The company is now forecasting revenue of $4.45 billion to $4.55 billion this year, down from $4.5 billion to $4.6 billion previously. Yahoo also reported that second-quarter net revenue was down slightly at $1.071 billion, though it posted adjusted profit that was ahead of Wall Street targets.
Yahoo, in a novel post-results livestream akin to a TV newscast with Mayer and CFO Ken Goldman playing news anchors, acknowledged the pressure on prices but stressed that Yahoo was developing new ad formats and technology that would reverse the trend.
"We can do better in display, and this is going to be a clear focus for the business," a relaxed Mayer said onscreen, referring to Yahoo's display advertising business.
On Tuesday, the company reported a 12 percent slide in price-per-ad in the second quarter from a year earlier, outstripping the first quarter's 2 percent decline.
Analysts said advertising exchanges, which help get ads on spots on various Internet websites, are putting pressure on prices, especially for premium advertising.
"If there is some kind of genius happening here, it needs to start materializing later this year, and taking your guidance down is not a step in that direction," BGC analyst Colin Gillis said. "We have had eight quarters of decline for the number of display ads sold. And the price per ad dropped significantly this quarter - that's huge."
"This is just the beginning of the trend, of the drop in the price per ad. You still have a pretty big gap between what you can get direct and what you can get selling on an exchange," Gillis said.
The stock rebounded after an initial 2 percent to 3 percent slide, trading 1.1 percent higher at $27.19 after the company disclosed better-than-expected results from China's Alibaba, the Internet giant of which Yahoo owns 24 percent.
Shares of Yahoo have gained about 70 percent since Mayer took over a year ago, in large part due to share buybacks that stem from its slice of Alibaba, which is preparing to go public in what could be the largest debut from a Chinese Internet company.
On Tuesday, Yahoo clarified that it planned to repurchase an additional $1.9 billion of its stock, part of a previously announced $5 billion buyback plan. During the past several quarters, Yahoo has repurchased $3.65 billion of its shares using proceeds from the sale of part of its stake in Alibaba Group.
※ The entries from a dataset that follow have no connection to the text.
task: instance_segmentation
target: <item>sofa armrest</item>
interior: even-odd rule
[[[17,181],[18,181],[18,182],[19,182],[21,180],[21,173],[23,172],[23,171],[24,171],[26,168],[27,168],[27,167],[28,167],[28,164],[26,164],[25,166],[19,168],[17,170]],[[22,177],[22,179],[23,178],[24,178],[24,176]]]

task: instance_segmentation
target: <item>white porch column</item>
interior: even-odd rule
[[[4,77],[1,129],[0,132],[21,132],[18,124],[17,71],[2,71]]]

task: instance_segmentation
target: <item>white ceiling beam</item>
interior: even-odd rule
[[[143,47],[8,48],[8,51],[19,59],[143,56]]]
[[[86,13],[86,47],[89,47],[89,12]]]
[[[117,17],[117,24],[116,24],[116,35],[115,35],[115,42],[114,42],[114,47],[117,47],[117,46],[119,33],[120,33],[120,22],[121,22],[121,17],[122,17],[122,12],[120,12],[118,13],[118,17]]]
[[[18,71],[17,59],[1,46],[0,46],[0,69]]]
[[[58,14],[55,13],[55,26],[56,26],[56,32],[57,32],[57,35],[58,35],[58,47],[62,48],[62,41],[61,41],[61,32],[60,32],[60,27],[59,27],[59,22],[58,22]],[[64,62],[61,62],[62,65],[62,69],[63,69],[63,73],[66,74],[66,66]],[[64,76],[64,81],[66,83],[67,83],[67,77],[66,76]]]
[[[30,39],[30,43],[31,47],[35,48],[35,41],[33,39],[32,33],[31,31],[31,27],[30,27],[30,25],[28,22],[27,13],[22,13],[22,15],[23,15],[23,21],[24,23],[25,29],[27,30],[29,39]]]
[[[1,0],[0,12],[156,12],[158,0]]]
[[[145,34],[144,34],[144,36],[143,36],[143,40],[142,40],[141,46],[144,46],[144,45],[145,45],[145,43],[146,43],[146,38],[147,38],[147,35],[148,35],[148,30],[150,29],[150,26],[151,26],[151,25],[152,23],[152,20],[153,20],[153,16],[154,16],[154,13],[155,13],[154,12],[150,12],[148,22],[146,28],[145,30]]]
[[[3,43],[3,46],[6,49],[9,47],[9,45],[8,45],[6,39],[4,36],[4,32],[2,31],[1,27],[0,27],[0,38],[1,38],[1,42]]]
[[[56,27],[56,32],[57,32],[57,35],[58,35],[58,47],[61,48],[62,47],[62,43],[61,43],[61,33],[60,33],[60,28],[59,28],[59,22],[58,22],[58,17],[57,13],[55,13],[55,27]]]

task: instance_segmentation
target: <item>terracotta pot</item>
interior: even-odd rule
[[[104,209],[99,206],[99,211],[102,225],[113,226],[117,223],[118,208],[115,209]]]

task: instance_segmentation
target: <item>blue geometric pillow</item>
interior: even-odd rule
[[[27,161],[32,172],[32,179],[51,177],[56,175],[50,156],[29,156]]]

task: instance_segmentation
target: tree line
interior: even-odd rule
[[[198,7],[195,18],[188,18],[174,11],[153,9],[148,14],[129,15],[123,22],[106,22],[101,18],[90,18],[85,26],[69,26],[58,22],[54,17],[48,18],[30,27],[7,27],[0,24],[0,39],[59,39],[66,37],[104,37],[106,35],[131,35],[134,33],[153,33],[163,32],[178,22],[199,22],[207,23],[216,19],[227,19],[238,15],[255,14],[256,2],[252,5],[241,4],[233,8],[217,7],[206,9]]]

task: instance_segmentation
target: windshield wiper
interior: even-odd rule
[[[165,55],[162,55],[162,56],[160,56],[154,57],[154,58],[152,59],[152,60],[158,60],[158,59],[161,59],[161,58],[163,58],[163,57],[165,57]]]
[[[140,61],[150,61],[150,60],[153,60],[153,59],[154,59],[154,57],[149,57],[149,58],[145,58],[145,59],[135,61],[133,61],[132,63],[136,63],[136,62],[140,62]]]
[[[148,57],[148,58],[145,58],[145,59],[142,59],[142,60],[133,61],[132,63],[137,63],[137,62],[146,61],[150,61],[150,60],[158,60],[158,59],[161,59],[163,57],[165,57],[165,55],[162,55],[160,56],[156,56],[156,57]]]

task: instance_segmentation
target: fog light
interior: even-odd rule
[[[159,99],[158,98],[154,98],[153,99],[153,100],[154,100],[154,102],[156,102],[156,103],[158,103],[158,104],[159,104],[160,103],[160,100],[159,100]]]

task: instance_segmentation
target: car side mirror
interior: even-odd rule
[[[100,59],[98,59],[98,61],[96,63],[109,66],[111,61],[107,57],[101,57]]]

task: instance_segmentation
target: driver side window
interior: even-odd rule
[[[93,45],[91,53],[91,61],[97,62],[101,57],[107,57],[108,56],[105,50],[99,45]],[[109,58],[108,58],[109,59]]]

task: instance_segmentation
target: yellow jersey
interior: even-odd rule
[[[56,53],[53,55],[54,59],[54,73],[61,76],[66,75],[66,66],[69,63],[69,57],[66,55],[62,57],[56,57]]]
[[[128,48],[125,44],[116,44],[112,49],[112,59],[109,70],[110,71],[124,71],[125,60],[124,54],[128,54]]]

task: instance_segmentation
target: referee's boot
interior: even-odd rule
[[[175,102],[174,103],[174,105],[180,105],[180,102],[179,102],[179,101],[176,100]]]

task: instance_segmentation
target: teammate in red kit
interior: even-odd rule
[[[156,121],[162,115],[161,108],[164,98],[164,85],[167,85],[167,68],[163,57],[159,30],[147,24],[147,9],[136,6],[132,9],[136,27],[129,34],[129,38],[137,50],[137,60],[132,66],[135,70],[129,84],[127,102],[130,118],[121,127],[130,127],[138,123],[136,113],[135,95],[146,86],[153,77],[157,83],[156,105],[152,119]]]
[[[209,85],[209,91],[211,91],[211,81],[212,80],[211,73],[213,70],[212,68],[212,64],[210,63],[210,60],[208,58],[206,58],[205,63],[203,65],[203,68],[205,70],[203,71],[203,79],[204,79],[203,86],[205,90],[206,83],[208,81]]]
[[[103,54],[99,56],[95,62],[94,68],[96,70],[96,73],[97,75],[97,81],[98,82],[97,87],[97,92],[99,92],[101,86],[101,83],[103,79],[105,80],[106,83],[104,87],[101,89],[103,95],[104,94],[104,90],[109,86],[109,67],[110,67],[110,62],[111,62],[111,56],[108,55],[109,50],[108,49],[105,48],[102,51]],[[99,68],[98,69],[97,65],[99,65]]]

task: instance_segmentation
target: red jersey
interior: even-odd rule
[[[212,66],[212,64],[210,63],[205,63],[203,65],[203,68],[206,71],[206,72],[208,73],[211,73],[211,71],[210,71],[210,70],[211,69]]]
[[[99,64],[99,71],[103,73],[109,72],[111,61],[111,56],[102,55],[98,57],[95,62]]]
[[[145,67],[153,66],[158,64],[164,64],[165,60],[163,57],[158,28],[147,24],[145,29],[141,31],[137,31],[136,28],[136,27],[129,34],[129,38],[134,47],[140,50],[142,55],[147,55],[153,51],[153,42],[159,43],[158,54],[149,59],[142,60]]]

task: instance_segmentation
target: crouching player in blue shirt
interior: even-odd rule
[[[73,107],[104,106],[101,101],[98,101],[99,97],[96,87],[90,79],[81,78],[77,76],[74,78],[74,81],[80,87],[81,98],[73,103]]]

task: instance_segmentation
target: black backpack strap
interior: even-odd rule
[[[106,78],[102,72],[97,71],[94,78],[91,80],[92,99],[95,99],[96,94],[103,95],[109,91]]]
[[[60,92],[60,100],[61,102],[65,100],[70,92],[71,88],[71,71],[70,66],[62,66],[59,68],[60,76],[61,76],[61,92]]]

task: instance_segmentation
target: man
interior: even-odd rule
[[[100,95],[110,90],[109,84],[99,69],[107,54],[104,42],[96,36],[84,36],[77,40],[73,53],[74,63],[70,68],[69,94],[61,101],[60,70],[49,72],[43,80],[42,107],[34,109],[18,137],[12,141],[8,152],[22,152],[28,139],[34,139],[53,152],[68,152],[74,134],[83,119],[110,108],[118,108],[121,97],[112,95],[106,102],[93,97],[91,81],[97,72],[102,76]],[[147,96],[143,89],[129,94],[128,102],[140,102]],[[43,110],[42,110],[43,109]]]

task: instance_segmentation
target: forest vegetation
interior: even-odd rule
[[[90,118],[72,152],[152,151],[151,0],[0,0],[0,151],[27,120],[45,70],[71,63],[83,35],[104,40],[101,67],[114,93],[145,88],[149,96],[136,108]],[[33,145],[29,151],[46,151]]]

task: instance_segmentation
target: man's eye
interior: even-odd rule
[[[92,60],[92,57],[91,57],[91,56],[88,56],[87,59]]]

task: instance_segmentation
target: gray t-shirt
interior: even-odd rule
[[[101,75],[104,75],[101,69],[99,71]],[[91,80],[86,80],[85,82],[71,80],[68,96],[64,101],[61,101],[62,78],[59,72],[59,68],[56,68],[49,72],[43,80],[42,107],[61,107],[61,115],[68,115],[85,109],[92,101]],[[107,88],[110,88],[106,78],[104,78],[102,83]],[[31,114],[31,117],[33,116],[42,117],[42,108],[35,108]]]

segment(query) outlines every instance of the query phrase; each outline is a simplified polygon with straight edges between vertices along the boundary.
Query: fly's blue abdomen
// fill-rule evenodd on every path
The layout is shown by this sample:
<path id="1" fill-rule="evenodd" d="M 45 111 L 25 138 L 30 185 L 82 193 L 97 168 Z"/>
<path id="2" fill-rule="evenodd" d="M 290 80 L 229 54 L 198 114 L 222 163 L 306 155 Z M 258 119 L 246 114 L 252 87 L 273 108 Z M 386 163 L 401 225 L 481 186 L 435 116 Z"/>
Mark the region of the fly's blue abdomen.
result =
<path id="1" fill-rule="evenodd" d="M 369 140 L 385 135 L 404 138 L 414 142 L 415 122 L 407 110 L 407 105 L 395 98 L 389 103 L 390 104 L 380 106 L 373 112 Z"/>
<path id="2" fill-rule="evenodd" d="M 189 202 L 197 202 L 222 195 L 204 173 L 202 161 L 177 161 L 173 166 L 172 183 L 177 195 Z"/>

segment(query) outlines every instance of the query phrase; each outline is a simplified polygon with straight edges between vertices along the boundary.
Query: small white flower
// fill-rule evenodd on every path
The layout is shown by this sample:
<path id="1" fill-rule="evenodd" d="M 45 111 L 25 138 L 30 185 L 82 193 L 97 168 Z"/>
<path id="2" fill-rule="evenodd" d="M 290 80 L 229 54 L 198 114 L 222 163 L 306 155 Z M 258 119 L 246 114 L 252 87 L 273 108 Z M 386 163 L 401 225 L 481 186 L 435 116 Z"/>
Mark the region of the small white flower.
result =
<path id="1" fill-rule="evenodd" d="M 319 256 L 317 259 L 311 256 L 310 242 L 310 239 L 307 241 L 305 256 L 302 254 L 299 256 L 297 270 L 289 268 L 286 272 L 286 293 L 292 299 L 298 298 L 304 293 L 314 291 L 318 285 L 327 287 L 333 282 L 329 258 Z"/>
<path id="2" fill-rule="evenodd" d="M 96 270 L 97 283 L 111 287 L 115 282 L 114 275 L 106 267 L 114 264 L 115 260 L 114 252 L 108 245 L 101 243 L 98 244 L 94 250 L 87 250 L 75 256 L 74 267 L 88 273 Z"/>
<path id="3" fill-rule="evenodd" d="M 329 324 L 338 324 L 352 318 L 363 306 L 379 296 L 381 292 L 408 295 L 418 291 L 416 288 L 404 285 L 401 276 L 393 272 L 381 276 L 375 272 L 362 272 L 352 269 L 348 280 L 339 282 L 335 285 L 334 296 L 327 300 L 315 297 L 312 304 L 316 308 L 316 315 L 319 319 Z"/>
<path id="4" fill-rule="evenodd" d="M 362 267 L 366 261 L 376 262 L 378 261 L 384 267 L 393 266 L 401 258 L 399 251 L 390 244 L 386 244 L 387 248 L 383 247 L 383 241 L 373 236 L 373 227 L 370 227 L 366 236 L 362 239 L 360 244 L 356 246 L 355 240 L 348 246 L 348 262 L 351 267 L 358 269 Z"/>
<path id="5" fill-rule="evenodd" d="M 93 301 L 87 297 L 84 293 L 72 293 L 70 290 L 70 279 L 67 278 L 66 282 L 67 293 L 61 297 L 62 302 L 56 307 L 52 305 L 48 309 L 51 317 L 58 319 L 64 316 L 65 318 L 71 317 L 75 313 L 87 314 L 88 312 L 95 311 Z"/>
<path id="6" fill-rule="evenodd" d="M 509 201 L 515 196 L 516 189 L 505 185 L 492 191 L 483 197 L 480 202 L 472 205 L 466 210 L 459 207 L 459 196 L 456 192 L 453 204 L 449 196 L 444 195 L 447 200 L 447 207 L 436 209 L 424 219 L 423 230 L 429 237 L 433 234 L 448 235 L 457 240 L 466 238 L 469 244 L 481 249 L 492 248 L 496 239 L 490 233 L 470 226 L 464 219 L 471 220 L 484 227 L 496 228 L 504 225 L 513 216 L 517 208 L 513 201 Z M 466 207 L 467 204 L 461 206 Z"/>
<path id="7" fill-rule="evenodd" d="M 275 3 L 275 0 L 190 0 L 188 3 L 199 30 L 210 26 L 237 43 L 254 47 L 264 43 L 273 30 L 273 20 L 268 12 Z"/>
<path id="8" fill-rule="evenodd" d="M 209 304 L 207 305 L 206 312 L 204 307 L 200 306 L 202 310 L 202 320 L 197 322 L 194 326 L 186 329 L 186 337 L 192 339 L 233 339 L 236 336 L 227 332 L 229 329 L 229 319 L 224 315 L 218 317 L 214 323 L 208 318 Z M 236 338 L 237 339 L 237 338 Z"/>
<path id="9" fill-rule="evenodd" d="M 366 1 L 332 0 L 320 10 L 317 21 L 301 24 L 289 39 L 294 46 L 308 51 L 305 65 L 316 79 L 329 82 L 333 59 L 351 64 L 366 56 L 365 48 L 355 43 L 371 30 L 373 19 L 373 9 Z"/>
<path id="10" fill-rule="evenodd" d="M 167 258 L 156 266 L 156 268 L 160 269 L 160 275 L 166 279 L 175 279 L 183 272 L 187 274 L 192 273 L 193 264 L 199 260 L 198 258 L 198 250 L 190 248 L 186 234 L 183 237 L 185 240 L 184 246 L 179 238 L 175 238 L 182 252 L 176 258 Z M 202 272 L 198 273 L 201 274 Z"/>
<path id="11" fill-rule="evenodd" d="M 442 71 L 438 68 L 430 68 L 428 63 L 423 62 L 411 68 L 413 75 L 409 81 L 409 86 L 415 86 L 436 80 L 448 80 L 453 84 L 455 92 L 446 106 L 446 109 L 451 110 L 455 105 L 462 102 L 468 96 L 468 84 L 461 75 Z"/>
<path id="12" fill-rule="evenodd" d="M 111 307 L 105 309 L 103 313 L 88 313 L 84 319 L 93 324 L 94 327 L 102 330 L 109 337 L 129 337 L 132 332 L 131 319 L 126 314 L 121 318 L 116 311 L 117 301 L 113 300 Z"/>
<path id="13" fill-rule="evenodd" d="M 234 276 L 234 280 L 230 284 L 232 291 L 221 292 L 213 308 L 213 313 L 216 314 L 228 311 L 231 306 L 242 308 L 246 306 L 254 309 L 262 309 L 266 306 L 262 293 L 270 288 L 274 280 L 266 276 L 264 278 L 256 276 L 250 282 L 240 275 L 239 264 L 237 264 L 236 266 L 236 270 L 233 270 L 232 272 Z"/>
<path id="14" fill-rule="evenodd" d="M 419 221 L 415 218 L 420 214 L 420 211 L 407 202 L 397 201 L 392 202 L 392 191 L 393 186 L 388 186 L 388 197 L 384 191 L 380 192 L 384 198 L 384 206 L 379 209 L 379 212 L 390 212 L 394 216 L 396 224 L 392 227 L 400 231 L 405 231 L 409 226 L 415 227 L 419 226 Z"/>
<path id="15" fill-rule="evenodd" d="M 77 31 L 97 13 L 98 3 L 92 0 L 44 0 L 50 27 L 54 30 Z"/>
Yahoo also shared details of Alibaba's first-quarter performance. The company founded by English schoolteacher Jack Ma increased revenue 71 percent to $1.4 billion in the quarter and almost tripled net income, to $669 million.
As for Yahoo itself, net revenue, which excludes fees paid to partner websites, was $1.071 billion in the second quarter, within its forecast of $1.06 billion to $1.09 billion, but below the $1.081 billion it posted in the second quarter of 2012.
Revenue from its display advertising business in the second quarter fell 11 percent from the year before on an adjusted basis, while search advertising revenue was up 5 percent on an adjusted basis.
Yahoo said it earned 35 cents per share, excluding certain items in the second quarter, compared with 30 cents in the year-ago period. Analysts polled by Thomson Financial I/B/E/S were looking for 30 cents in adjusted earnings per share.
"They had guided to basically expect some sort of growth in the second half of the year," said Sameet Sinha, analyst at B. Riley & Co, on the full year net-revenue guidance. "Now that thing is coming down, and you never know, you might end up the year just being flat in terms of revenue."
(This story corrects consensus estimate for earnings per share in paragraph 15 to 30 cents, from 35 cents. Error first appeared in Update 1.)